Bamboo flooring is attractive, low-cost, and eco-friendly. It is the newest type of flooring available which combines the best qualities of hardwood and then some. The fact that it is natural and sustainable makes it appealing for eco-conscious homeowners, while its affordability appeals to people on a budget. Here are 4 things you didn’t know about the latest popular flooring choice.
It’s the world’s hardest floor
How? Looks can be deceiving. The simple bamboo plant grows quickly, but fast growth doesn’t tell us why bamboo flooring is so durable — just look at hardwood trees, which can take up to 100 years to fully mature. Because of its structure of cellulose and lignin in a dense outer layer and multiple segments, bamboo has a greater strength by weight than steel as well as greater tensile strength. Cellulose is plant fibre and lignin is a complex polymer. Both are insoluble and rigid, but lignin is more difficult to decompose than cellulose. The best species for building are Guadua Angustifolia (Guadua Bamboo) and Phyllostachys Edulis (Moso Bamboo).
There are different manufacturing methods
Not all bamboo flooring options are the same. What does this mean, exactly?
The two main types are traditional and carbonised bamboo. Both are listed as “wood” flooring options. However, when people talk about bamboo flooring being so durable, they are probably referring to carbonised bamboo. Not that uncarbonised bamboo is lacking — it’s as durable as red oak.
Traditional bamboo, also known as classic bamboo, can come in a vertical or horizontal style. The process of creating traditional bamboo flooring involves cutting the harvested bamboo into strips, sterilising them, and then curing them in drying ovens. Premium strips get stacked in layers and glued before being pressed into planks. It may or may not be pre-finished for wear resistance. It typically comes in light straw yellow or blonde shades and retains its natural texture and grain.

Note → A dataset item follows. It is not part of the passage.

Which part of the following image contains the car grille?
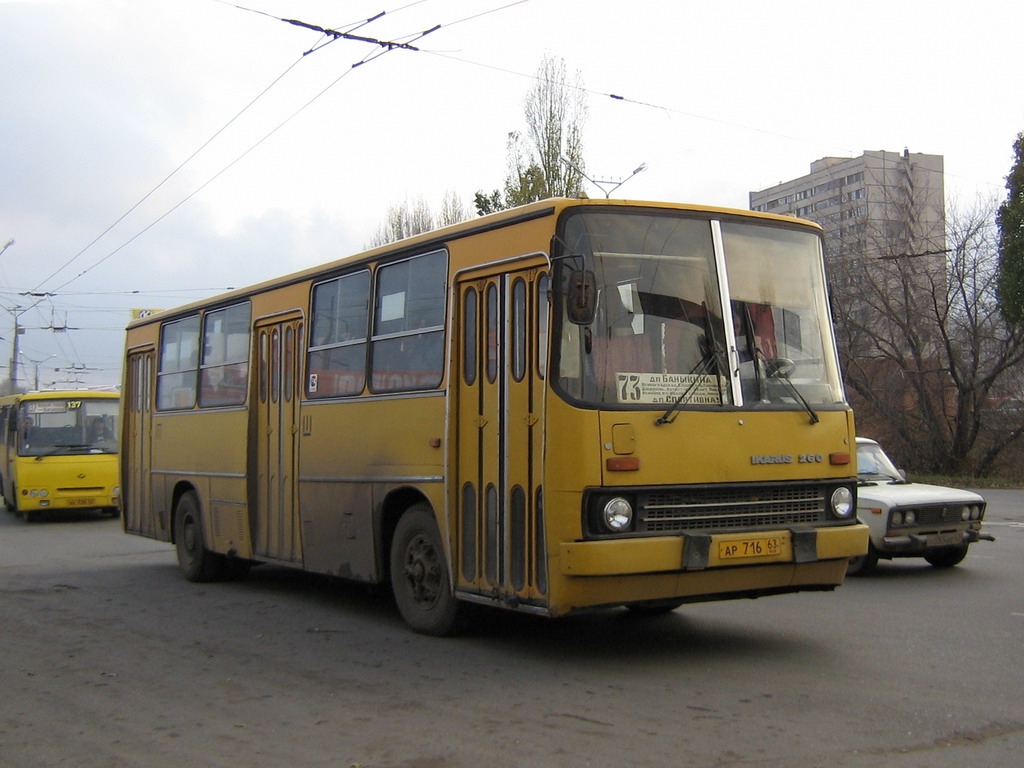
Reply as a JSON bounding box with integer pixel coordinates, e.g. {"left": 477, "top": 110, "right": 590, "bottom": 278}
{"left": 637, "top": 484, "right": 827, "bottom": 533}
{"left": 904, "top": 504, "right": 965, "bottom": 526}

Carbonised or strand-woven bamboo undergoes a process in which heated strips of bamboo are separated into strands, woven together, and then compressed with high-pressure heat and resins. The heat treatment causes it to become darker with a variety of shades, which remain consistent throughout and allows for sanding and refinishing. Weaving reinforces it for strength and results in a flooring that is several times harder than traditional hardwoods. While it has more flexibility for colours and textures to fit different types of decor and hides scratches well, it is more expensive than traditional bamboo.
Bamboo flooring trends follow hardwood
Bamboo might as well be hardwood 2.0, although it’s technically a grass, because the latest trends for bamboo flooring tend to follow those of hardwood. While it looks exotic with simple beauty on its own, homeowners who wish to achieve different effects can mimic many hardwood textures such as distressing, parquet, white, grey and wide planks. Bamboo still has a recognisable look of elegance, which makes it perfect for modern decor.
It’s great for high-traffic buildings
Asia popularised bamboo with its durability for flooring and doors. It can withstand the compression of furniture and feet. It can also resist stains and spills and it’s incredibly easy to clean; you only need hardwood cleaner or wood soap. You won’t see many people who only have bamboo flooring in one room, either. They tend to have it through the whole house because it can suit any decor style, making it versatile for any sized abode. All of these qualities make it pet, child and foot-traffic friendly enough for family and commercial spaces alike.
No longer just a trend, bamboo flooring is like hardwood but better. It can be manufactured in various ways and made to mimic hardwood while being cost-effective and retaining its uniqueness. The fast-growing grass is sustainable, durable and adaptable. If you’re looking to replace your flooring, consider bamboo.